Bishop Jerome Norwood says that Darnell Nutter is “no longer part of the church” and left on his own last year so his actions would not reflect on the church.  Before leaving, Norwood said Darnell was “one of the ministers in training, active as a choir member and drummer and worked with youth. There have been no accusations by church youth.”

Except Tanyqua.  

“These accusations have caused a stir up,” said Norwood who does not understand why the church is connected to this situation at all. “Nothing happened in the church, these just happened to be church members.”

Tanyqua’s concern is that members don’t know who sits beside them at church and may not have all the information needed to protect their children.

Through this investigation, a documented rape was found to have happened at St. John Baptist Church in 2001. Court documents state that Fred Nutter, Darnell’s brother, was indicted on rape charges stemming from a documented sexual assault of a minor girl at 511 Thurman Drive (St. John Baptist Church). He plead guilty to lesser sexual abuse charges after several years in jail awaiting trial and unable to make bail.

When asked about the fact that another Nutter was charged with a rape that happened at the church years before Darnell was accused by his estranged wife of raping her child, Bishop Norwood replied, “What does that have to do with anything?”

Upon learning of the 2001 rape Tanyqua said, “it made everything worse.” After WLEX-18 posted Darnell’s mug shot in an online story, that has since been removed by that station, Tanyqua said people left comments about Darnell being involved in a rape in a choir room. “They had the details wrong, but I was so shocked to hear about it and see that so many people outside the church knew more than I did.”

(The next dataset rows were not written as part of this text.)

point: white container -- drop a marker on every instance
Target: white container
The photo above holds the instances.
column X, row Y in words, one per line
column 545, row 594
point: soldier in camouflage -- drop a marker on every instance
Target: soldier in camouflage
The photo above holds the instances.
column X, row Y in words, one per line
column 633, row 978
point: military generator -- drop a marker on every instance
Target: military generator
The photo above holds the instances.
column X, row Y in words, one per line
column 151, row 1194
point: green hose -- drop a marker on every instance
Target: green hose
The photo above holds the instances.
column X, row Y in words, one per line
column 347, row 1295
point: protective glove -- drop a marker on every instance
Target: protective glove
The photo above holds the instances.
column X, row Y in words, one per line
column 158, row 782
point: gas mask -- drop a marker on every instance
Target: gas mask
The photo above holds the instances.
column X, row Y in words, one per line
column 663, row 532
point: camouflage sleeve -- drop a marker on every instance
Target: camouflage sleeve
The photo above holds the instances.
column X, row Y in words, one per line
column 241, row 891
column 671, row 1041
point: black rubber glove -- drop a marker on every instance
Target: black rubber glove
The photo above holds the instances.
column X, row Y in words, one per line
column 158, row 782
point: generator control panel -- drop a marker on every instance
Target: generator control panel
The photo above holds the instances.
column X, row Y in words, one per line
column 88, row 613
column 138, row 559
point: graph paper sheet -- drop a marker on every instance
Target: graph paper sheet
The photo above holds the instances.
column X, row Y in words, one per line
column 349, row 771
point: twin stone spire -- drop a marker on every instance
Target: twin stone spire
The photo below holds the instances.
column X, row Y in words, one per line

The court documents and interviews used for this story were shared with Tanyqua. She said, “Nobody wants to confront this situation. It’s painful to hear (Bishop Norwood’s) remarks. Why didn’t anyone make sure that this was handled, especially knowing Darnell’s brother raped a girl in the building? The pastor watched (Darnell) marry another woman with children in the church after my mother.”

Tanyqua feels betrayed by law enforcement, prosecutors and the church, “He’s been out on the street and may have abused other kids and the police let it happen. It shows how seriously police take sexual assault.”

Now living in Cincinnati, Tanyqua will return for the trial of her abuser but it doesn’t feel like a victory. She fears the trial process.

“I want him to go to prison, like he would have done when I was a child. But now I’m 26 years old and they’ll dig up everything I’ve done over my entire life including my acting out in desperation from what he did to me. I did not get my justice as a teen, it’s coming now after I’ve imploded. I’m not going to be the victim, I’m going to be the accused.”

She has one message for members of her former church. “I know there’s no going back, so I can only say that I want them to be honest. Don’t try to pin this on my mom or attempt to make me look crazy. They enable rapists, and in my opinion, they don’t care about child victims. It’s about preserving the name of the church.”

The Key Newsjournal will follow the trial, expected to begin with jury selection June 17. Trial will be heard in an open court.